There’s always that one actor: The one stuck playing the best friend or the obnoxious bitch, who never quite manages to pull themselves up to protagonist status. The one who, every time you see them on screen, you invariably shout “Give that girl her own show already!”

Don’t Trust the B—- in Apartment 23

Wednesdays at 9:30 p.m.

Krysten Ritter is that actor. She’s done stints on “Veronica Mars,” “Gossip Girl” and “Breaking Bad.” You probably saw her in the background of a myriad of B-movie romantic comedies — “Confessions of a Shopaholic,” “What Happens in Vegas.” She’s the one who will pop up as a minor character and have you going “Oh, it’s that girl!”

Well, here’s her moment. “Don’t Trust the B—- in Apartment 23” is all about Ritter, or should we say Chloe, the roommate from hell. The one who sleeps with your fiancé on your birthday cake. Who stashes illicit drugs in her dead nana’s ottoman (“You can love grandma’s ottoman and still want to make money on pills”). Who sets you up with her (still married) father. Who’s somehow best friends with James Van Der Beek — wait, that part is actually pretty stellar. We love you, Dawson!

Ritter was made for this role. She shoots her mouth off with poised charisma, delivering one-liner gems as easily as she downs a tequila shot. Each line of the quippy dialogue has Ritter flashing a mean streak and a sparkling smile — or just plain flashing the audience while eating her yogurt and chatting with the pervert next door. She pulls off Chloe more deftly than James Van Der Beek plays, well, James Van Der Beek. And that’s saying something.

Van Der Beek is the second stunning highlight of the show, simultaneously laughing at himself and giving what might prove to be the most prolific performance of his career, excluding that awkwardly gorgeous, flannel-wearing 15-year-old from Capeside, of course. Van Der Beek has made an art out of monopolizing on the past — both in the show and in real life — and we love him all the more for it.

June (Dreama Walker, “Gran Torino”) pales in comparison to the other stars, though it’s through no fault of her own. She plays the innocuous, peppy innocent with no reason for complaint, but there’ve been way too many “girl from the Midwest trying to make it in the big city” storylines for June to merit much praise. However, June’s a necessary foil for Chloe, and thankfully she’s left much of the “aw, shucks” attitude back home in Indiana, managing to convey the character as more quirky than tired.

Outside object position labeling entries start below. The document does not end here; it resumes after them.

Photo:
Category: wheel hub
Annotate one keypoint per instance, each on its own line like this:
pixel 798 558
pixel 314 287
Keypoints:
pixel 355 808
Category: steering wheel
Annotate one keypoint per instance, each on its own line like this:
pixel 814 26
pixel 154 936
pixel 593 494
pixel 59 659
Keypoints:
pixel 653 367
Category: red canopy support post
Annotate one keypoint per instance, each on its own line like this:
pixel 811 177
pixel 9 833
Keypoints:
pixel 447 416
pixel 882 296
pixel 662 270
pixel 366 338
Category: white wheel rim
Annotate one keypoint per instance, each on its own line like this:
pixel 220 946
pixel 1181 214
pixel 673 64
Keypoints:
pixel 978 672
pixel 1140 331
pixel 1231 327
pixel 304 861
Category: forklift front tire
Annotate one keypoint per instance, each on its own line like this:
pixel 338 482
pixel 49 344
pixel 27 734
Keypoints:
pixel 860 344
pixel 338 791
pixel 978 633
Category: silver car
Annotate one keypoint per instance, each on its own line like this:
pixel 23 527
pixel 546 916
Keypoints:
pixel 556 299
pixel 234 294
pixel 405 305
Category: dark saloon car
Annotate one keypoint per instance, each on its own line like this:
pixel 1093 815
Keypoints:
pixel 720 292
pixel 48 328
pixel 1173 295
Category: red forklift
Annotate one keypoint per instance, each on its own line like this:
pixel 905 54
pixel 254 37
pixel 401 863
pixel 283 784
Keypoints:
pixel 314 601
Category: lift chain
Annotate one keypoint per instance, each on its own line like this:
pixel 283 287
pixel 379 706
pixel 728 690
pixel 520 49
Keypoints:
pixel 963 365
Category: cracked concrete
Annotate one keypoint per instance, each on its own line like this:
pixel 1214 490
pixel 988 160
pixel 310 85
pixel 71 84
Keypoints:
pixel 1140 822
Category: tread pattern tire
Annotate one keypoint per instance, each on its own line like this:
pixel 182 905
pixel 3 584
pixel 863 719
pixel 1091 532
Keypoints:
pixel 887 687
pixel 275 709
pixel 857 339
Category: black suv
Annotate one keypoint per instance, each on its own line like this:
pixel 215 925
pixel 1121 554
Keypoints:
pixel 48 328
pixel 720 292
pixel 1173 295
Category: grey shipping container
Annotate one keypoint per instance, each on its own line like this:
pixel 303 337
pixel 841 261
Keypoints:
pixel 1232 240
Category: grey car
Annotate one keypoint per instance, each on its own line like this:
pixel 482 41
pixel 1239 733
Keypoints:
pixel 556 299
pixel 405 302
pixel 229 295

With smile-inducing lines at every turn, “Don’t Trust the B—- in Apartment 23” is the freshest spark in the midseason lineup. ABC picked up the sitcom for 12 episodes so far, two of which have already debuted on Hulu. It may be slow going at first for the breezy comedy, with an awkward mid-April start and the likelihood of an abbreviated first season. But “Don’t Trust the B—-” has all the elements of a comedic success, and with Ritter at the helm (finally!), the series can do little wrong.